The language of lament we find in the Scriptures is a gift. It reminds us that we are not alone. For those of us who’ve been in seasons of grief and despair, we know that sometimes it’s the words and attempts to fix the problem that can cause even more pain. The greatest gift in these seasons? People who choose to be with us, to cry with us, to hurt with us. In these seasons, words often fail. How comforting, then, that God himself meets us first with not a quick fix, but with loving, suffering, compassionate presence? God suffers with us. Like we see in John 11, Jesus weeps with us. In both joy and pain, God’s greatest gift remains the same: presence.
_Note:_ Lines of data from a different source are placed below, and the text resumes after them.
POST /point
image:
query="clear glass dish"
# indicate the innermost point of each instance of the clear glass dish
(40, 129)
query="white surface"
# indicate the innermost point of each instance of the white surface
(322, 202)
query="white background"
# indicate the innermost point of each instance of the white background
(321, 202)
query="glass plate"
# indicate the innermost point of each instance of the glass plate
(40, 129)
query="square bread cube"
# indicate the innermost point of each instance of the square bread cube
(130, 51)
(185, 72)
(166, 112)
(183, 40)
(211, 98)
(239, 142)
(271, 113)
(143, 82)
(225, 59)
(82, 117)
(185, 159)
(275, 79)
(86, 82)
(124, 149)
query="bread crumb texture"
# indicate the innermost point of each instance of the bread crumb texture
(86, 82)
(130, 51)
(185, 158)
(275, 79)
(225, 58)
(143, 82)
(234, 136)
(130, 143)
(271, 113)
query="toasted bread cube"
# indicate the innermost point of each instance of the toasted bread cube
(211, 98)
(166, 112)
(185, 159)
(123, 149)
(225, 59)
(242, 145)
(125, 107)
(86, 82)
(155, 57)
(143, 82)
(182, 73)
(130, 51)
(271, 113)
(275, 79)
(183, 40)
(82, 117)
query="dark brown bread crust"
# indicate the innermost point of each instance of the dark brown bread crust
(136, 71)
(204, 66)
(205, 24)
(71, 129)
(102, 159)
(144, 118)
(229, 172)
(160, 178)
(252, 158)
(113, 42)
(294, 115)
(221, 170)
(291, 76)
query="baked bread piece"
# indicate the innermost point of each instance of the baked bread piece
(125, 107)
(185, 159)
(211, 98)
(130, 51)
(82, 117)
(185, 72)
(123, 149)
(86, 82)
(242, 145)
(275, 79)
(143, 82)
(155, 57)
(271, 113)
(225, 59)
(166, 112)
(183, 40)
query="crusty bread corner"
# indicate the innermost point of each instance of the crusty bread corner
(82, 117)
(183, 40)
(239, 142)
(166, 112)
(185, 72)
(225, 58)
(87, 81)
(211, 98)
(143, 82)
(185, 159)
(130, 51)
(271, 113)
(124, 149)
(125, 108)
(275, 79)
I have a theory. Over the years, I’ve known many Christians who have gone through seasons of doubt. On many occasions, this doubt is less an intellectual exercise and more an inability to reconcile the emotions and disappointments of life with the reality of a God who they’ve been told – implicitly or explicitly – wants us to be happy more than anything else. How can my sadness and grief connect to a quick fix, happy God? And… if everyone in the Church is happy too? I don’t fit. It’s easy to doubt in this environment. It’s easy to move away from community. It’s easy to walk away from faith altogether. But…

What if the quick-fix, happy God isn’t God after all?
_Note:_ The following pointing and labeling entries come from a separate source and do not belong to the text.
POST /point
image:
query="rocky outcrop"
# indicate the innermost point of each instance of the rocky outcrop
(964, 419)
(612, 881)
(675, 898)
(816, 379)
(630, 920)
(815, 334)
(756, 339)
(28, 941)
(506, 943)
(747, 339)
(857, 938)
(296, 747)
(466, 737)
What if the doubt we feel could be expressed in the prayers and expressions of lament?

What if our pains and doubts brought us TO God – not away from him?
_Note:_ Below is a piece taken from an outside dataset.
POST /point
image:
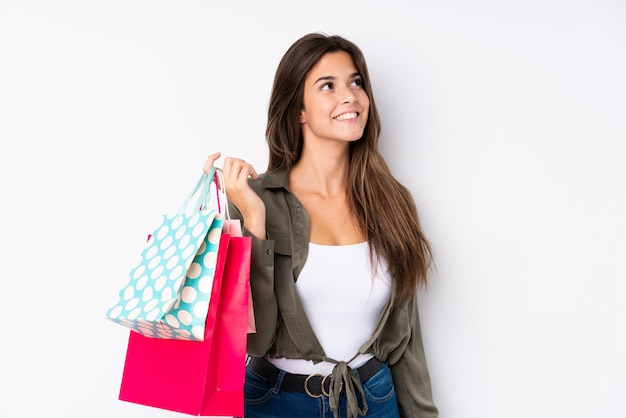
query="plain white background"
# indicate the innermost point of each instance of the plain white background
(505, 119)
What if the Church made lament a part of their spiritual language, not an afterthought?

What if Christian community made vulnerability in our grief and sadness a normal practice?

And most importantly… what if God is like Jesus – suffering with us and for us?

This Jesus, after all, is the one described by Isaiah as “a man of suffering, and familiar with pain (Isaiah 53:3).” By taking on human flesh, Jesus experienced every temptation, emotion, and hurt that we feel. There is no suffering that Jesus, Himself, has not experienced. In fact, the central act of redemption in human history – the cross of Christ – is centered in God suffering for us. The God who is with us in our suffering is a God know knows suffering all too well.

What does this mean for us? Well, we are prone to expect God to be present only in the wholeness. Only when the sadness goes away. Only when the doubt subsides. But what if God is waiting to meet us here in our pain? What if our grief, depression, anxiety, and pain are not a barrier to God, but the very place he’s waiting to meet us?

I can’t pretend to understand the depths of depression, anxiety, and despair we face on this side of eternity. I do know that when Jesus returns and makes everything new, it won’t just be our bodies that are healed. It will also be our minds and emotions. I often wonder if we will recognize ourselves when we see who we are apart from our insecurities, our defense mechanisms, and our anxieties. I can’t wait to see us free, our minds whole and healed in Christ.

But until then, the promise we have is simple: presence. Jesus Christ is present with us in our suffering, and if His family – the Church – is faithful to his love and mission, they will be too. Will some overcome their sadness and grief? Yes! And praise God! But will some fight these battles until they die? Yes. Thankfully, we have a faith and Story that not only makes room for those in despair, it welcomes them with open arms, crying out: you are not alone.